There are too much hypothetical numbers on both opinions. The reality is actually more straight forward.
The assembly, design, architectural, engineering of the bridge are done by American in America or developed world based on bid and performance. So that part of the money will be where it is regardless of we outsource the components of the bridge to China or not.
The components of the bridge, will cost certain amount in steel and concrete and the labor / profit on top of that. The material cost is fixed regardless of who build it, but the labor and profit is the one that is debatable.
Basically, we have two numbers depend on who won the bid and where to build it:
1) All American: assuming American labor is 2x as productive, we have labor + profit staying in the US that goes around with multiplier for the economy. However we have loan to pay back for the additional cost of the higher price. That's 400M more from California to put back into the US (most likely the steel belt states and the wall street).

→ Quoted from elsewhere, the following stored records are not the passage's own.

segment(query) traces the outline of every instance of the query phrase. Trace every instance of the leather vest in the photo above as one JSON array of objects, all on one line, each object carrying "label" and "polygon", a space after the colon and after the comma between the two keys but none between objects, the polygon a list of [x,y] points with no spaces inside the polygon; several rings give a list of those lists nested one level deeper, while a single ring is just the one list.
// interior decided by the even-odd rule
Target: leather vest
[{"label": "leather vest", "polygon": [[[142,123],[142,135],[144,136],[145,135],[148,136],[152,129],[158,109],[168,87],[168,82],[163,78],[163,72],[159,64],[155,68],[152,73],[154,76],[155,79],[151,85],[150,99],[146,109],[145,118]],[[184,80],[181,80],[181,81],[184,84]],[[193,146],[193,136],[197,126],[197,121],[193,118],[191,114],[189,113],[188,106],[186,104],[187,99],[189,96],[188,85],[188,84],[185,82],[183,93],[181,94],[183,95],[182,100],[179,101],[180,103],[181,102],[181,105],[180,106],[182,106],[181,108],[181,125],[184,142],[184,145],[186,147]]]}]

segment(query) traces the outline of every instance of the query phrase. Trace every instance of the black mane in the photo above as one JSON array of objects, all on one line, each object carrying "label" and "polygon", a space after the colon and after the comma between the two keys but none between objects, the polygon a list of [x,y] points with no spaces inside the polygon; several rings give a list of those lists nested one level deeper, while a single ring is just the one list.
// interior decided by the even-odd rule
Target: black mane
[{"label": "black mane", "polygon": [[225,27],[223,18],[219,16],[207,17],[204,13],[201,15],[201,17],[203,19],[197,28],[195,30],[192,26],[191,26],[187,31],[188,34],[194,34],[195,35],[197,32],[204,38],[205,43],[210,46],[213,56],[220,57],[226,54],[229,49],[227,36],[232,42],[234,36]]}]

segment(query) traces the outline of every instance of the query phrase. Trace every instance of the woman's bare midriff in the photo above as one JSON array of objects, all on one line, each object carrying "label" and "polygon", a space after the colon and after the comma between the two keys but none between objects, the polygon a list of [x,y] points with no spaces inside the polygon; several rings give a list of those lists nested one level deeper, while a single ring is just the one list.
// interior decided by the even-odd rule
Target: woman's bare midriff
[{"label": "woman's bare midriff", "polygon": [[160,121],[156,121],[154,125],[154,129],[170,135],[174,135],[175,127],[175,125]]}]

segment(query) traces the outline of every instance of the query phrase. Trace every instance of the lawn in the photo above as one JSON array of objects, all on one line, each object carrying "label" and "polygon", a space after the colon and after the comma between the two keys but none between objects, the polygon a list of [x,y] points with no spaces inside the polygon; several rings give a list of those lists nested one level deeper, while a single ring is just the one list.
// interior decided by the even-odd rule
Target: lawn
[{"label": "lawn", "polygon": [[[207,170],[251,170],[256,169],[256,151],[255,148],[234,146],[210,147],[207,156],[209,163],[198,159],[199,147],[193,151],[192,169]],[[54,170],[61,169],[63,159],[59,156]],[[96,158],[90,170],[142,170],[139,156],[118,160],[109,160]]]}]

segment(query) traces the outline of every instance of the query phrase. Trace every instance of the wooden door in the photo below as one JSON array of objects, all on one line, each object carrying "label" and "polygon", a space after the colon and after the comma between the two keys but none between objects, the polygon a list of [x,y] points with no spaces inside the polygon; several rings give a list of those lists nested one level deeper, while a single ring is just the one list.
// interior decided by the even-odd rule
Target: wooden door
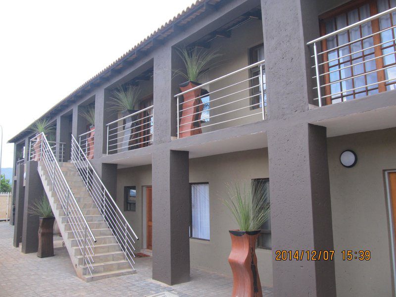
[{"label": "wooden door", "polygon": [[[391,202],[392,203],[392,214],[393,217],[394,230],[396,233],[396,172],[388,173],[389,180],[389,192],[391,194]],[[395,235],[396,238],[396,234]]]},{"label": "wooden door", "polygon": [[146,217],[147,218],[147,248],[152,249],[152,188],[148,187],[146,190]]}]

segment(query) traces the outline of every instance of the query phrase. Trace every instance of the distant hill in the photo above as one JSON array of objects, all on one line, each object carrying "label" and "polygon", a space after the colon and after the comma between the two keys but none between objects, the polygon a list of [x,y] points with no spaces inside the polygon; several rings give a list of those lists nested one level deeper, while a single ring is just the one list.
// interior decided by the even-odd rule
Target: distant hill
[{"label": "distant hill", "polygon": [[5,179],[9,179],[10,184],[12,184],[12,168],[1,168],[1,175],[5,175]]}]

2) Chinese with American QA/supervisor: the material cost is the same and the labor is cheaper and assuming the Chinese government is subsidizing with low profit to get future marketing material, technology know how, or just plain economy of scale because they will build identical bridge parts in the future. The labor and profit will be gone from the US (lost potential profit in the steel belt and the wall street). But the debt load of California and local cities would be 400M lower.
Assume steel and concrete is a commodities that get shuffle around the world and every producers are selling as much as they can produce (because China is buying up all the steel and concrete in the world, they are our primary concrete export customer, and our auto industry feel the cost impact from the steel tariff the last president setup). We would be looking at the (labor cost + profit) x multiplier vs 400M saving x multiplier.
Assume the same or similar multiplier number, as a whole if the labor is more than 400M (likely since the bid is 1.6B), the economy would benefit more if it is made in the US.
In a "small government" world where California is paying for most and the steel belt states are getting the most, California would make the selfish decision to buy Chinese instead, regardless of which make more sense in the bigger scheme.
Small government doesn't always give you efficiency as long as there's participant that isn't playing by your rule or benefit you in return.